Tempi duri in arrivo per i giovani che si dilettano a disegnare con gli spray graffiti su monumenti storici. Ad annunciarlo e' il ministro dei Beni culturali, Giuliano Urbani, che, durante un convegno sull'architettura all'Universita' di Padova, ha annunciato che "a breve presenteremo un ddl in Consiglio dei ministri, di concerto con il ministero di Grazia e giustizia, che prevede un inasprimento delle pene per chi imbratta e rovina i monumenti nazionali". "Monumenti che vanno preservati -ha ammonito Urbani- perche' l'uso di queste vernici, di questi spray, a volte mette in discussione la buona tutela dei monumenti storici. Quindi per noi, non e' una scelta, e' un dovere". Il ministro dei Beni culturali, inoltre, ha sottolineato che l'azione di contrasto non sara' limitata solo "a tutto cio' che e' sottoposto alla nostra tutela, cioe' a monumenti e palazzi di interesse culturale. E devo dire che, se in futuro l'azione si estendesse anche ad altri obiettivi, forse non si farebbe male". "E' importante -ha aggiunto Urbani- che non si facciano graffiti sui monumenti perche' alterano l'estetica e qualche volta, anzi spesso, ne altero la chimica e la fisica, perche' queste vernici usate per i graffiti sono pericolose per marmi, pietre e porosita' e si tolgono difficilmente". Secondo il ministro, quindi, "diventano violenze all'arte. Allora 'l'arte' la si faccia in modo tale da non distruggere altra arte". "Applicheremo -ha assicurato il ministro- il Beccaria: cioe' le pene devono essere proporzionate ai delitti, altrimenti diventano inique e controproducenti".

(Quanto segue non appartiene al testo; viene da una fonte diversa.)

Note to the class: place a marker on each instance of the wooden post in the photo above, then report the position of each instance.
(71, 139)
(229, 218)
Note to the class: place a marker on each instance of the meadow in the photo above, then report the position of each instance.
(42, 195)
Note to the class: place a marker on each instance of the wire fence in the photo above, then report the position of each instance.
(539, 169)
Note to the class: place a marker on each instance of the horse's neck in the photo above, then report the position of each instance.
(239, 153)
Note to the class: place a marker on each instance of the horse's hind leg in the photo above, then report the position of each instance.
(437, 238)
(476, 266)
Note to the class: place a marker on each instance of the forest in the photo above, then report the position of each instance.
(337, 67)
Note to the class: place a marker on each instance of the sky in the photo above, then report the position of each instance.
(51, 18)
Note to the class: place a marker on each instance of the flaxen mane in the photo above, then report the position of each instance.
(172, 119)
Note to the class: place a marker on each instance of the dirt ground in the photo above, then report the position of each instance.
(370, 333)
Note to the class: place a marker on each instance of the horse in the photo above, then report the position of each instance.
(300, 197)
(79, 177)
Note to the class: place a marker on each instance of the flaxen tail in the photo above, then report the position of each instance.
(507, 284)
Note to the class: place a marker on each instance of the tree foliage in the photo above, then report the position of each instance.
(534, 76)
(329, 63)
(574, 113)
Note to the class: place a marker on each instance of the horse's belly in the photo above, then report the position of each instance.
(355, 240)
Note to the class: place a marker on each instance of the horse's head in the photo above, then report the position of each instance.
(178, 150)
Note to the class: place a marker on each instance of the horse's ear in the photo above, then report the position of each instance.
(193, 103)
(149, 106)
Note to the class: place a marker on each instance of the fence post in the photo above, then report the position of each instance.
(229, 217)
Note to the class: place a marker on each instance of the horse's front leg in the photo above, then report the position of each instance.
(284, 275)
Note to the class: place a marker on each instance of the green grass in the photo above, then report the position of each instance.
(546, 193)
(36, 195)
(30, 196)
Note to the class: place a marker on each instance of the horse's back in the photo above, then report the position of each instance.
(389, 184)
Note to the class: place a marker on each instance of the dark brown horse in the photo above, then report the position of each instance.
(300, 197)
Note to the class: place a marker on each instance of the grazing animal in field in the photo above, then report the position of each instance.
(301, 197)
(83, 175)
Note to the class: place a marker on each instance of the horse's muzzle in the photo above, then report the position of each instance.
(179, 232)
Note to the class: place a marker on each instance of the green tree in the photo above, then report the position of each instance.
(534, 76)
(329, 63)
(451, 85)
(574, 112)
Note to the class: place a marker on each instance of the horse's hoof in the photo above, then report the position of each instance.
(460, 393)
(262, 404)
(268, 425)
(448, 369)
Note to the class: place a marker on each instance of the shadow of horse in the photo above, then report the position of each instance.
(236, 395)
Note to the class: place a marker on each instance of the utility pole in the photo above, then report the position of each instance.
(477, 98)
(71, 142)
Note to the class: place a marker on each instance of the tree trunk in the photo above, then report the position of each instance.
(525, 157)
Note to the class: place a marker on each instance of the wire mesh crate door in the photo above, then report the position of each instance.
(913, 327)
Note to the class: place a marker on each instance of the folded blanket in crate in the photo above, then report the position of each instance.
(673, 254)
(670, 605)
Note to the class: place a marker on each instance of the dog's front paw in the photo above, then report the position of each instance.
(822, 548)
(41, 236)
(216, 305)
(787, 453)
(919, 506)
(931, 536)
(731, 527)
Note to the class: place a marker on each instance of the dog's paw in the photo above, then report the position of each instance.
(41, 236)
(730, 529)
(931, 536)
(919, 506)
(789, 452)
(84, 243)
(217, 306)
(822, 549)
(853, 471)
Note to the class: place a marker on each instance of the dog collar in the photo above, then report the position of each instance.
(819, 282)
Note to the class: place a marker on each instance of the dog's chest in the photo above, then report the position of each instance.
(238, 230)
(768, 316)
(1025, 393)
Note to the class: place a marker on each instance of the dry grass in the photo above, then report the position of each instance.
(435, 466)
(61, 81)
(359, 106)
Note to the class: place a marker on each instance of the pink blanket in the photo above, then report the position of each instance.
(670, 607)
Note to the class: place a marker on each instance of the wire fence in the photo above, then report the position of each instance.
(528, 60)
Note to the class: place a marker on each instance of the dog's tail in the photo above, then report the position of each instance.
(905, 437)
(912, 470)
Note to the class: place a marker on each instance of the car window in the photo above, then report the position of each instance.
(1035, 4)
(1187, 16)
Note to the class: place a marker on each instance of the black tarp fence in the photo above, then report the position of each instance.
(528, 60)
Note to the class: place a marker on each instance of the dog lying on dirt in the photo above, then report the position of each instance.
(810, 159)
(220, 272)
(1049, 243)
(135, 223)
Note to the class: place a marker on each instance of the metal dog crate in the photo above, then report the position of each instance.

Beni culturali, arriva il decreto anti-graffiti
Il ministro dei Beni culturali, Giuliano Urbani, ha annunciato che il governo presenterà un ddl in Consiglio dei ministri per inasprire le pene per chi imbratta e rovina i monumenti nazionali. Urbani ha sottolineato che l'uso di spray graffiti su monumenti storici mette in discussione la buona tutela dei monumenti e che l'azione di contrasto non sarà limitata solo ai monumenti e palazzi di interesse culturale. Il ministro ha anche affermato che le pene devono essere proporzionate ai delitti e che l'arte non deve essere distrutta da altre forme di arte. Il ddl prevede l'applicazione del principio del Beccaria, che stabilisce che le pene devono essere proporzionate ai delitti.